Today I attended my first team practice this season. Our team (the 60+ team I’ve been playing the longest with) rented a couple of batting tunnels at a sports facility. Good turnout! — eleven of the sixteen players on our roster. Some had done this last week, but I wasn’t able to attend due to speed skating the last ice at the Pettit National Ice Center.
I’d had a bit of practice last month in Phoenix on our drive back from California, with a teammate who has a winter home there. Throwing and fielding some fly balls, bunting a few pitches.
Today was my first chance to see if my VR batting practice was working well, or throwing me off. Results: unsure.
I did a 50 swing VR session at home before driving to the facility. I had the bat calibrated quite well and hit great for all but the highest velocity pitcher (~70mph). My main problem at high velocity was distinguishing balls from strikes, not swinging/contact.
At team BP, as usual I bunted the first four pitches and that seemed OK. I barely made contact the first few swings, which is a sign that ball-tracking in VR isn’t the same as RR (‘real reality’). After a few swings, I started hitting OK. I definitely benefited from learning not to lunge. But I only really squared up a few balls out of perhaps forty swings. I did feel strong enough to comfortably swing the heaviest bat I brought (34” 30oz); I did work my way lighter and choked up a bit as our one hour session progressed.

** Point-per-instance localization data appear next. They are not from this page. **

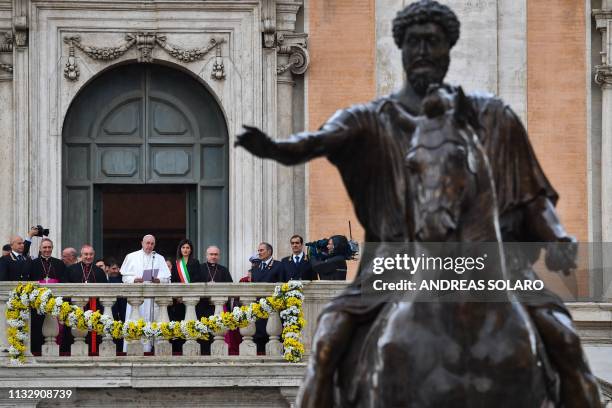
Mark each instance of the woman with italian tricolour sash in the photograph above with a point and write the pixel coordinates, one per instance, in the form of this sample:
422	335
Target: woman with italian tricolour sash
186	269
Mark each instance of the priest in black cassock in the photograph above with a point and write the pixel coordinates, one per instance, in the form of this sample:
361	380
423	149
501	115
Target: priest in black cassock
297	266
211	272
87	272
186	269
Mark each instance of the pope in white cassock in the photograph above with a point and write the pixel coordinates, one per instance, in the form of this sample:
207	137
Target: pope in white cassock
145	264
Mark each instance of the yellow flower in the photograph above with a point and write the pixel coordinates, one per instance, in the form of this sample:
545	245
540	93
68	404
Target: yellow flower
293	301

It’s still possible that VR could translate to RR better than what I experienced today. The reason is because the batting ‘tunnels’ at the facility only allowed for about 30’ from the pitcher to the plate. On Thursday I’m going to a batting practice with another team (a 52+ team that I’m joining this season, in order to get more reps against higher velocity pitchers so that I can hit better against the best 60+ pitchers) at a facility that I believe has longer tunnels.